A study by UC Berkeley researchers is leading to new evolutionary knowledge of how symbiotic species can reestablish a connection after being geographically separated.
The study — published Sept. 7 in the journal Biology Letters — focuses on leafflower trees and leafflower moths, which are mutually dependent. However, a study by UC Berkeley researchers in collaboration with the French Polynesia Terrestrial Arthropods survey and the Moorea Biocode Project found leafflower trees but no leafflower moths on 15 of the 17 islands in French Polynesia.
David Hembry, co-author of the study and a graduate student in the campus Department of Environmental Science, Policy and Management, said these findings shed new light on the island biodiversity theory, which describes how highly specialized and dependent species would die out on isolated islands.
“It seemed mysterious,” he said. “I thought maybe the trees had evolved.”
The results of the three-year-long study led to the discovery that the trees did not in fact evolve but have somehow survived and repopulated without the aid of the leafflower moths. However, the moths have been able to symbiotically reconnect with the leafflower trees on some of the islands.
“My guess is that the moths are good at getting caught in the wind and blow about, and periodically the moths and trees find each other,” Hembry said, who spent a year and a half in French Polynesia documenting leafflower trees as part of this study.
The study showed that the moths are consistently finding the leafflower trees on every island, demonstrating that the mutualism between two species can be broken and reconnected.

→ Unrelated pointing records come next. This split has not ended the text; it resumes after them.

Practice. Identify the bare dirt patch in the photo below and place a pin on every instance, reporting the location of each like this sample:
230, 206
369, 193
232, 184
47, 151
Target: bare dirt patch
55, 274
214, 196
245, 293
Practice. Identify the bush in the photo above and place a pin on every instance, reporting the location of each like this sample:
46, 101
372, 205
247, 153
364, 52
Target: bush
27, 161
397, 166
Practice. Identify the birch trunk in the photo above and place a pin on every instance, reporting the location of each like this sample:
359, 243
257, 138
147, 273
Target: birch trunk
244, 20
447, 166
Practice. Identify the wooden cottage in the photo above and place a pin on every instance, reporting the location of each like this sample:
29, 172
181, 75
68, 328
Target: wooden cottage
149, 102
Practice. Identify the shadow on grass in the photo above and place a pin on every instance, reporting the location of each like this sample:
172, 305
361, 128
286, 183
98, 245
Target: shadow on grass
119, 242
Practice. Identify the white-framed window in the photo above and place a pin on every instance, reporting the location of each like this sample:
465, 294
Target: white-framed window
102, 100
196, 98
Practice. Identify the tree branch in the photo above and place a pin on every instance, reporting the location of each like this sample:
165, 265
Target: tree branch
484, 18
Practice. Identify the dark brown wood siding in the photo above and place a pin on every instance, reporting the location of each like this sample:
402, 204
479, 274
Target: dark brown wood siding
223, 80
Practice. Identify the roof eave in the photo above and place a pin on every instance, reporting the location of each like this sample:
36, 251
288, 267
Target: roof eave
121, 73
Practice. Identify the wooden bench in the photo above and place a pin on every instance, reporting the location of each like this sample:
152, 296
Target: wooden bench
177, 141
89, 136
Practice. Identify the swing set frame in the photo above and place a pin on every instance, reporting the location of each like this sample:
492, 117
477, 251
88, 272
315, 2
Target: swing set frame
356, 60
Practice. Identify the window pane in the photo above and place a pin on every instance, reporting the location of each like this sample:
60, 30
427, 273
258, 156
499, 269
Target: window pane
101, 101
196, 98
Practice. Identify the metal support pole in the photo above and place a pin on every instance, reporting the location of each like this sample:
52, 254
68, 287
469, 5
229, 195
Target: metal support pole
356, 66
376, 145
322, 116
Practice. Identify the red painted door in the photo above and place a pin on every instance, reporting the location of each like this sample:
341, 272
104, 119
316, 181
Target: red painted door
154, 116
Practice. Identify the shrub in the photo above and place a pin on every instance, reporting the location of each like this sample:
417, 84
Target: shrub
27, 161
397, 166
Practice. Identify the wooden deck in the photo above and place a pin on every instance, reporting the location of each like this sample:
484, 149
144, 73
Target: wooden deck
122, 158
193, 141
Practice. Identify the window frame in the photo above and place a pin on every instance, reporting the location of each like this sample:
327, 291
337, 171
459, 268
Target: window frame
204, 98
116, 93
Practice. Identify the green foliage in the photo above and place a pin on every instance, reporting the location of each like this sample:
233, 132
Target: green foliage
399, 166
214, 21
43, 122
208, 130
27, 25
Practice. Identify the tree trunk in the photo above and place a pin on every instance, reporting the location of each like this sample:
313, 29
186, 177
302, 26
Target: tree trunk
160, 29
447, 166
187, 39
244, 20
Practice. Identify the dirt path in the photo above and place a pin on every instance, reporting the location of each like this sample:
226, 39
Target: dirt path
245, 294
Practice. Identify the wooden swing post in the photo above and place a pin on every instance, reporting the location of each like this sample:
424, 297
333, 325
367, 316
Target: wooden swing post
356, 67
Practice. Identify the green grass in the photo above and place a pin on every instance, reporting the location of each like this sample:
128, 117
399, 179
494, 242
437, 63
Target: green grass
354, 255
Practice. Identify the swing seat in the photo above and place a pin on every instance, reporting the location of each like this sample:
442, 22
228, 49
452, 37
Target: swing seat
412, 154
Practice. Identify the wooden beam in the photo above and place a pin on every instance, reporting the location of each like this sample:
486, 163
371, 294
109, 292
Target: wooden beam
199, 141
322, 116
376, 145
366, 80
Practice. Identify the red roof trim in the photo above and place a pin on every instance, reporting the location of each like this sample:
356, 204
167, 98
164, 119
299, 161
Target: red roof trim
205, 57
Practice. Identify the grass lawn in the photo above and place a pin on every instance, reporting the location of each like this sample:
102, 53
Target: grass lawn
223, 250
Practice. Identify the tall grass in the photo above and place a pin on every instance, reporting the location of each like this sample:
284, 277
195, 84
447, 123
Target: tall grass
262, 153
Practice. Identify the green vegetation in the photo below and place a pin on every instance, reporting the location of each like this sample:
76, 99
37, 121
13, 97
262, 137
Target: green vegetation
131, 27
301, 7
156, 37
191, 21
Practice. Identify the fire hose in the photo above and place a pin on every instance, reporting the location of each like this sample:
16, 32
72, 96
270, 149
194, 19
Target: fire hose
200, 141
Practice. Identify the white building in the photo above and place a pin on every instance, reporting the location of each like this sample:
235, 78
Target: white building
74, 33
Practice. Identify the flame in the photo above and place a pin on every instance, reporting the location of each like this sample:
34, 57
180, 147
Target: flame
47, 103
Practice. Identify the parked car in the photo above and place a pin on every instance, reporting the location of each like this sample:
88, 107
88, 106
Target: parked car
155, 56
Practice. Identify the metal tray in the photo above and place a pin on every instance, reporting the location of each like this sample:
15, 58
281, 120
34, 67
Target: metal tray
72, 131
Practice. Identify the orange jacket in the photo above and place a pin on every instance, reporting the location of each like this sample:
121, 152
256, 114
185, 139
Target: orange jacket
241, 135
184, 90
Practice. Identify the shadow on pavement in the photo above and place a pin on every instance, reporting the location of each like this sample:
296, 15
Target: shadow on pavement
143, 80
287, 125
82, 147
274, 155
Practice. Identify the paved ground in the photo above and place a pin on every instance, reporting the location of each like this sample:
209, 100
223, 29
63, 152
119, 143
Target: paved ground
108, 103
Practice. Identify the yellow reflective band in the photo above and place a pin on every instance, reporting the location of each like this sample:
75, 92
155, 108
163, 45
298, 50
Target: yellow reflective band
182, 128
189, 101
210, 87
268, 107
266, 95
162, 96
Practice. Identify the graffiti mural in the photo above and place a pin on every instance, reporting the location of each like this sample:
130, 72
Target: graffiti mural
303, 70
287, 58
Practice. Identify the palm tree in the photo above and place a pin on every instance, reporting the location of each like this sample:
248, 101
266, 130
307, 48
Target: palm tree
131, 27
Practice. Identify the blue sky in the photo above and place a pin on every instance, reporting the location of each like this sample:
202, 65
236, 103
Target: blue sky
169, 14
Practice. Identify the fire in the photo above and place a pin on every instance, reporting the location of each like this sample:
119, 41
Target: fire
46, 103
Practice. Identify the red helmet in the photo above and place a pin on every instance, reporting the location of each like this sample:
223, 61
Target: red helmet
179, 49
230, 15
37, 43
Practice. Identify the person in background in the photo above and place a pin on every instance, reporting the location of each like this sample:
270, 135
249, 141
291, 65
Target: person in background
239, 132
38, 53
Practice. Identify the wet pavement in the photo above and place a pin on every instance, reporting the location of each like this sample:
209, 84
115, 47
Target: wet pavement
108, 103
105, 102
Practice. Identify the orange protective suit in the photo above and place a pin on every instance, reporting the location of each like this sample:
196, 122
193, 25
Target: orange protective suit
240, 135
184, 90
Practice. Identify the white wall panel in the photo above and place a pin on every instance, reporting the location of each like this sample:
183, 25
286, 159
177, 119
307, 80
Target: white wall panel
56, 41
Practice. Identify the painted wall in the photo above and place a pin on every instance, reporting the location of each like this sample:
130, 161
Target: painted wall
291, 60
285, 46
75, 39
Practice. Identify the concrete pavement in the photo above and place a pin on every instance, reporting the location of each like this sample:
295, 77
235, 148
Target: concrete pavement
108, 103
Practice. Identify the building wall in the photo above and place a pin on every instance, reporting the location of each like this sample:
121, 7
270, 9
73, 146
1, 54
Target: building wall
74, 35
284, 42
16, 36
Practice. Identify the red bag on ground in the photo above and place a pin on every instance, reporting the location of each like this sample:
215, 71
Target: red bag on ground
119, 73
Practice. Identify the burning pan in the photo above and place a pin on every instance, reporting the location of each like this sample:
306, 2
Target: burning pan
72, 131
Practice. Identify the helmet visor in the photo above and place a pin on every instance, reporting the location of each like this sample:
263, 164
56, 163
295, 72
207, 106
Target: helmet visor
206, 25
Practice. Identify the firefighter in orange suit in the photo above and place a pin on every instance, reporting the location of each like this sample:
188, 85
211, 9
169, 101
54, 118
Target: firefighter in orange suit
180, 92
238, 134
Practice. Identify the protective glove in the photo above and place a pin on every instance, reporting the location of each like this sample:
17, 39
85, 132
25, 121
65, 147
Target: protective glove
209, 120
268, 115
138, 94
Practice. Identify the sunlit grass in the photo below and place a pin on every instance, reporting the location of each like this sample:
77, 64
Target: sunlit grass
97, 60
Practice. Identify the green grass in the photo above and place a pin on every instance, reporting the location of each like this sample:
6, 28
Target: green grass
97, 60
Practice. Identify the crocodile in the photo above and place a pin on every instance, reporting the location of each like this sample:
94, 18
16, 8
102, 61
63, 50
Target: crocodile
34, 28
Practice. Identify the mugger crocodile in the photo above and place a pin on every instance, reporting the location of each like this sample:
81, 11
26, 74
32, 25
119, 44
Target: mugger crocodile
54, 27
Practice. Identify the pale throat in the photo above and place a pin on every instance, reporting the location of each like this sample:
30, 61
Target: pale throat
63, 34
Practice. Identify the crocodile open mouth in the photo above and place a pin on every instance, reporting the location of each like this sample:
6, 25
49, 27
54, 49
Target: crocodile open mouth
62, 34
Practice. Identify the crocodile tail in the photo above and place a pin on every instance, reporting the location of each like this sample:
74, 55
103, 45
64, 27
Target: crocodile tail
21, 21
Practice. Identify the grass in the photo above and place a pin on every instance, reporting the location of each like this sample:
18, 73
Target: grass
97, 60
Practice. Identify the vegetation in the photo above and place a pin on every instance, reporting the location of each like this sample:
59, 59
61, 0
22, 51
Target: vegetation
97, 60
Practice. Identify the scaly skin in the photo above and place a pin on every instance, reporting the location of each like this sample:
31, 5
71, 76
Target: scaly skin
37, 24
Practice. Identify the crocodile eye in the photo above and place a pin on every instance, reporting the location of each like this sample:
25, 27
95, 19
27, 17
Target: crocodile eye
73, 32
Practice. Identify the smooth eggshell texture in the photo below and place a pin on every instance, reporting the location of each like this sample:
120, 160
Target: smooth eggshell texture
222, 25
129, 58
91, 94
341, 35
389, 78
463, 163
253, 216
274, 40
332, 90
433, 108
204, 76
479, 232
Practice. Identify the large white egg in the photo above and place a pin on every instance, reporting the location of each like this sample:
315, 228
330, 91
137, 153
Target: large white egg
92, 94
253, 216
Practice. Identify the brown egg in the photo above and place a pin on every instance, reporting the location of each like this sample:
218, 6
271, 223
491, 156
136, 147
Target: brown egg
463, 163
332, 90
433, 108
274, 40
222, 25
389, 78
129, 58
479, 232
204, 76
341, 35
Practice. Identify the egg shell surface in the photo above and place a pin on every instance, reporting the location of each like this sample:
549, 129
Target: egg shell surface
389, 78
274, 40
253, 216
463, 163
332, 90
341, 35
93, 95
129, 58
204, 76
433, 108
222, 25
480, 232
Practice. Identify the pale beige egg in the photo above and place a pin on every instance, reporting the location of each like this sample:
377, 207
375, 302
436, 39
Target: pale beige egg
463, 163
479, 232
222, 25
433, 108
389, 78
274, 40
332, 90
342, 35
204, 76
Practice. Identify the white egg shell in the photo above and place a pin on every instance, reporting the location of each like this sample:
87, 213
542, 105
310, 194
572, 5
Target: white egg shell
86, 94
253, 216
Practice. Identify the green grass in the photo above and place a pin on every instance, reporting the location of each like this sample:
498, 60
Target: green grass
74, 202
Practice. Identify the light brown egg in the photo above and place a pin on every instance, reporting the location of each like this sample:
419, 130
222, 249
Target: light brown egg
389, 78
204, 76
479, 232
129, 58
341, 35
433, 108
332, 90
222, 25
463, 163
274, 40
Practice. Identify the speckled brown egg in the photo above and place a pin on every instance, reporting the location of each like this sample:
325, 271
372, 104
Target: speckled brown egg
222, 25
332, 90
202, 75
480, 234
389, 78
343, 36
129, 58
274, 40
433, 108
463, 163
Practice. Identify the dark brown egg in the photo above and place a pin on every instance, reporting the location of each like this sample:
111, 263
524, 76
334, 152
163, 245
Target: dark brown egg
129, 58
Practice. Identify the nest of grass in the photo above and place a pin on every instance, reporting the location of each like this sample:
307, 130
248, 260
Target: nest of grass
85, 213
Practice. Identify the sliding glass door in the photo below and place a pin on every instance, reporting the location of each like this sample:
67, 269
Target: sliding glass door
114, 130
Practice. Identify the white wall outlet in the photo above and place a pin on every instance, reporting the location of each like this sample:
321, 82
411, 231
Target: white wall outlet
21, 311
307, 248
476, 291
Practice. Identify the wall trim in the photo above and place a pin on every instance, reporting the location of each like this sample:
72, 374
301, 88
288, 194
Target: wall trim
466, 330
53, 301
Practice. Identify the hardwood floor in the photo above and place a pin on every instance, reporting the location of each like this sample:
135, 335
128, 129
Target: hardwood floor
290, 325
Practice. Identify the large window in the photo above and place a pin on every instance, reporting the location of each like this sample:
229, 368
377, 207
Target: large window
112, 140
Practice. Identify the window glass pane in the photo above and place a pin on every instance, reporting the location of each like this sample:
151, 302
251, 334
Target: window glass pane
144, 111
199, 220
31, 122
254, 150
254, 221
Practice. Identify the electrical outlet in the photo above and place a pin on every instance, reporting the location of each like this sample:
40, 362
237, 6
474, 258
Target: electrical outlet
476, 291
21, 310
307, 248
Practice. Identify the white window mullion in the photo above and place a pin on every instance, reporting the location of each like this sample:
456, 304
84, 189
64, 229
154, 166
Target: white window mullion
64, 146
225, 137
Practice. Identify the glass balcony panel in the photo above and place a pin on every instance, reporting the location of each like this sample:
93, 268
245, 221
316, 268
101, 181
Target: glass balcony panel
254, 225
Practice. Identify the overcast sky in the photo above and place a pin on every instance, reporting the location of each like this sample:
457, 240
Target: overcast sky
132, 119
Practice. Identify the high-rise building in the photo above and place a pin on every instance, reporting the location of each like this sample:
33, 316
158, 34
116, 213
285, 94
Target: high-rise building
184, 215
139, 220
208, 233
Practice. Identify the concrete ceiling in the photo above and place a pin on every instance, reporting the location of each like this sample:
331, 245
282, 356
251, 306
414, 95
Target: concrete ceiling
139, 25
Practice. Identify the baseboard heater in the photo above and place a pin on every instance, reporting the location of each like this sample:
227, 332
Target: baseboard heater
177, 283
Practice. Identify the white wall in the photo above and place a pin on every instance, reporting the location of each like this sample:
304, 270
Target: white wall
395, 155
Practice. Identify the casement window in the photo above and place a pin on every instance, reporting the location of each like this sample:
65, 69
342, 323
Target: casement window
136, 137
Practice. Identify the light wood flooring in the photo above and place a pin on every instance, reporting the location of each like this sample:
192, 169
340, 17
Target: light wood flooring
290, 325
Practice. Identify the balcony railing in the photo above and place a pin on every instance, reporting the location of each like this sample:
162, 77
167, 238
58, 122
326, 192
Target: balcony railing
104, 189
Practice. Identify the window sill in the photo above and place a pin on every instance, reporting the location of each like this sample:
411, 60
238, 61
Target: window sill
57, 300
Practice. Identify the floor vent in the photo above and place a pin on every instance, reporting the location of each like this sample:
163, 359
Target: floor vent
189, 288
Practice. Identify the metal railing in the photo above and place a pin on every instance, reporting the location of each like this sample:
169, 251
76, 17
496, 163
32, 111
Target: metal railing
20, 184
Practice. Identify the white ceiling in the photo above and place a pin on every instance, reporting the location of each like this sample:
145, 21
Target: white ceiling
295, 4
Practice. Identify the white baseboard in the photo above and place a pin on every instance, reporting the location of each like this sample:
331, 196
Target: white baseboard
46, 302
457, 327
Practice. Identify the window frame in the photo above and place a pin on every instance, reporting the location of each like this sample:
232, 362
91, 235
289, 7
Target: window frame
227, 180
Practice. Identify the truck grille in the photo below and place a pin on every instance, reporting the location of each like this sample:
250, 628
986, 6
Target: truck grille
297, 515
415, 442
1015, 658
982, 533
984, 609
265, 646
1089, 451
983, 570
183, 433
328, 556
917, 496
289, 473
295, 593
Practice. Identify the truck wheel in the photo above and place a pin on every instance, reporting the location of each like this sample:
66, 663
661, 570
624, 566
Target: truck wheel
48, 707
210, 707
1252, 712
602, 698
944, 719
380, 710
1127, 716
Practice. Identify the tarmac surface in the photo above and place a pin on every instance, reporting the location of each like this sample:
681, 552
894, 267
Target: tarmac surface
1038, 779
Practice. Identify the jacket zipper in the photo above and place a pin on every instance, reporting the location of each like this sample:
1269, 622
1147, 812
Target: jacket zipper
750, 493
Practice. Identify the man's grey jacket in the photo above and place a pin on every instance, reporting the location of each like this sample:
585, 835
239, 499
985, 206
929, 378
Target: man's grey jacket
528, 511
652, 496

“I think this will force us to realize that a lot of these connections can be novel,” said George Roderick, UC Berkeley professor in the Department of Environmental Science, Policy and Management who was involved in the study. “The connections between species are not as constrained as we were thinking. It shows us that some of these associations that we thought took millions of years to establish can form and reform if you get the right species together.”
As of now, scientists are unsure of the reason as to how the leafflower trees continue to survive without the leafflower moths, Hembry said. However, he said that an unlikely but possible explanation is that the trees are being pollinated by another species or are reproducing asexually.
The next step in the research is to analyze the DNA from the different subspecies of leafflower trees in order to reconstruct the co-evolutionary history of the leafflower trees and the leafflower moths, which will help scientists understand the process of how symbiosis between species promotes diversification, according to Hembry.
“This will be a model system in evolutionary biological research,” Hembry said. “There will be a lot of things the leafflower trees and leafflower moths will be able to teach us. This will help us understand co-evolution and symbiotic relationships.”